Andrew Bomback, MD, Columbia University Medical Center, gives an IC-MPGN and C3G overview, two rare inflammatory kidney diseases.
Transcription:
My name is Andrew Bomback. I am a nephrologist at Columbia University Irving Medical Center, where I am co-Director of the Center for Glomerular Diseases.
Immune complex MPGN, or what we call IC-MPGN, and C3 glomerulopathy are two diseases along a spectrum of inflammatory kidney diseases, where we believe that the alternative complement pathway is involved in the pathogenesis of the kidney injury.
In C3 glomerulopathy, we believe that the alternative complement pathway and its overactivity is responsible solely for the kidney injury and immune complex MPTN. We know that there’s a significant contribution in most of these patients from alternative pathway hyperactivity, but there may also be some contributions from the more traditional immune complex-mediated pathways.

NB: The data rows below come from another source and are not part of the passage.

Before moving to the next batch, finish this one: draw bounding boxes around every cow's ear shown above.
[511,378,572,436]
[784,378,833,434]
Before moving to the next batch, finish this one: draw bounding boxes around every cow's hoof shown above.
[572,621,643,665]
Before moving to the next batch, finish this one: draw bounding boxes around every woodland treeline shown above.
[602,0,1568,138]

They’re really two disease states along a spectrum, but they clearly are related. One of the ways we know that is that there are some patients who do multiple biopsies, and their first biopsy might be called immune complex MPGN, and their second biopsy is called C3 glomerulopathy. I tend to think of them as two diseases along the spectrum.
The diagnosis of these conditions has to be made by a kidney biopsy. There’s no other way to diagnose either immune complex MPGN or C3 glomerulopathy without a kidney biopsy. But even with the biopsy, that really is just describing a pattern of inflammation and suggesting a pathogenesis. In the case of these conditions, the biopsy really suggests that there is overactivity of the complement pathway that’s driving the kidney injury.
That still requires work on the pathologist and the nephrologists who are caring for this patient to figure out why the complement pathway is overactive, where the complement pathway might have lost control of its regulation. Ideally in the future, as we start to see the availability of complement targeting therapies, which complement targeting therapies may actually be beneficial for these patients.
There really is no standard of care for either of these conditions. Most patients with immune complex MPGN or C3 glomerulopathy, who have the more aggressive forms of the disease, are treated with nonspecific immunosuppression. I think the most common regimens for both combine the use of corticosteroids, typically with mycophenolate mofetil.
But that’s not disease-specific treatment, that’s essentially borrowing treatment regimens from other types of glomerular diseases that are more common, like lupus nephritis. But in terms of a standard of care that’s really specific to these diseases, those don’t exist.